In this study, we assessed upper limb disability with the QuickDash questionnaire whose mean score was 58.8 ± 13.4 without difference between unilateral NTOS and bilateral ones (p = 0.88). This finding is consistent with previous studies in patients with NTOS, whose mean QuickDASH ranged from 52.9 to 62.6 [26,27,28]. We found a significant inverse correlation between the QuickDASH questionnaire and hand strength (r = −0.515 (p ≤ 0.001) for the grip strength and r = −0.403 (p < 0.01) for key pinch strength). Such correlation has previously been found in rheumatoid arthritis showing significant inverse correlation between hand strength and QuickDash but with a weaker association than in our study (r from −0.404 to −0.409 (p < 0.01) for the grip strength and r from -0.310 to −0.327 (p < 0.01) for key pinch strength) [44]. Our results confirmed a link between hand strength and upper-limb disabilities. Further studies would be interesting to assess if strength improvement is associated to a reduction of the disability. Particularly, it would be interesting to assess the efficiency of our specific rehabilitation program or other management modalities concerning strength improvement and symptoms relief. In fact, strength assessment seems very helpful to point out upper-limb weakness during the diagnostic process [14], and certainly during the follow-up to monitor the efficiency of treatments as previously shown after surgical procedure [34].

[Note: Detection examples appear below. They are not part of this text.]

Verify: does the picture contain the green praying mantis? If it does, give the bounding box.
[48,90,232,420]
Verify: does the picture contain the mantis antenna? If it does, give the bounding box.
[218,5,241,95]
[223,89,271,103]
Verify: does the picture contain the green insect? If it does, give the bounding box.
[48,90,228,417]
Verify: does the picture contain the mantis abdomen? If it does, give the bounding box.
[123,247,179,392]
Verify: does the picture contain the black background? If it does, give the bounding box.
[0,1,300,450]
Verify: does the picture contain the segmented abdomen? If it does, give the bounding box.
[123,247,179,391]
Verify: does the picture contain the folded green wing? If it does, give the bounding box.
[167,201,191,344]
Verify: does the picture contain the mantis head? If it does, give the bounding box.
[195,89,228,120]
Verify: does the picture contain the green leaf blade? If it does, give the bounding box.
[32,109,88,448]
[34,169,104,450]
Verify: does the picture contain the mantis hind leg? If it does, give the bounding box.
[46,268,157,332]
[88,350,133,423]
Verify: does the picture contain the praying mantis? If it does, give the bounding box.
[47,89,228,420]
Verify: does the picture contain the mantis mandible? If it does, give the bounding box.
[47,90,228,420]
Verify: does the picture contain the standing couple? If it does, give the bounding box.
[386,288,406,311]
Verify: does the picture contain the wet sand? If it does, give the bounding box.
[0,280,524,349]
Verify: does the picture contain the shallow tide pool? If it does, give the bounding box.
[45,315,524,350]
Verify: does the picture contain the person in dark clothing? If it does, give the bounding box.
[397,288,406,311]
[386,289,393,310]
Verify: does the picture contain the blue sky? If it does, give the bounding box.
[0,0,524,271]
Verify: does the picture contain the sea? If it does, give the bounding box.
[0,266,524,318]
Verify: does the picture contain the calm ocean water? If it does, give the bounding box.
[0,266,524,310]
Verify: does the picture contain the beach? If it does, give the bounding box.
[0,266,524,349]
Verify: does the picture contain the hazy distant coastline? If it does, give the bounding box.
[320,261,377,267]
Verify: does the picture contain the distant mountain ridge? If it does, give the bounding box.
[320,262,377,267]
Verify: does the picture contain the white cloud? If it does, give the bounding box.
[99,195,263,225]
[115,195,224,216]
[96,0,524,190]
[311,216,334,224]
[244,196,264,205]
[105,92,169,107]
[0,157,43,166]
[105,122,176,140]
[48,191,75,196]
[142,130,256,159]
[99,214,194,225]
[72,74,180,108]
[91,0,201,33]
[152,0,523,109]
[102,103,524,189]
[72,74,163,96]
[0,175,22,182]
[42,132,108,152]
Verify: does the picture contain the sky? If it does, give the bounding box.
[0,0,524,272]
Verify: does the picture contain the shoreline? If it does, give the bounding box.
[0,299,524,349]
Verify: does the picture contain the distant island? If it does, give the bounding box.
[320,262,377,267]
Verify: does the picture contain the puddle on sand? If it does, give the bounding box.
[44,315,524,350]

This study has several limitations. Firstly, our results could not be generalized to all the patients with NTOS because this study only concerned patients addressed to a rehabilitation center because of an ineffective external physiotherapy, with potentially a more severe form of NTOS. Secondly, despite comparable anthropometric characteristics, the patients and the controls might have been different concerning their level of activity, which could partly have explained the hand strength deficit, especially on the asymptomatic hands of patients with NTOS. Yet, we have tried to limit this bias by excluding sportspeople. Thirdly, the variability of measurements in the same individuals with NTOS has not been assessed; test–retest experiments to determine the reliability of strength evaluation would have been interesting to exactly know the error of measurement. Finally, we have only been able to assess the correlation between hand strength and, QuickDASH, pain and symptoms duration in the group of patients with unilateral NTOS, because in those with bilateral NTOS these parameters were only assessed once per patient. Yet, these parameters were comparable between these two sub-groups, which may make the results generalizable to patients with bilateral NTOS.

5. Conclusions

Patients with NTOS present an objective hand strength deficit on the grip and the key pinch compared to healthy controls. This strength deficit is significantly correlated to the upper-limb disability but not to the intensity of pain or to the symptoms’ duration. These findings confirm the interest of hand strength evaluation in the diagnostic process and the follow-up of patients with NTOS, especially because it is a simple, fast, and non-invasive assessment.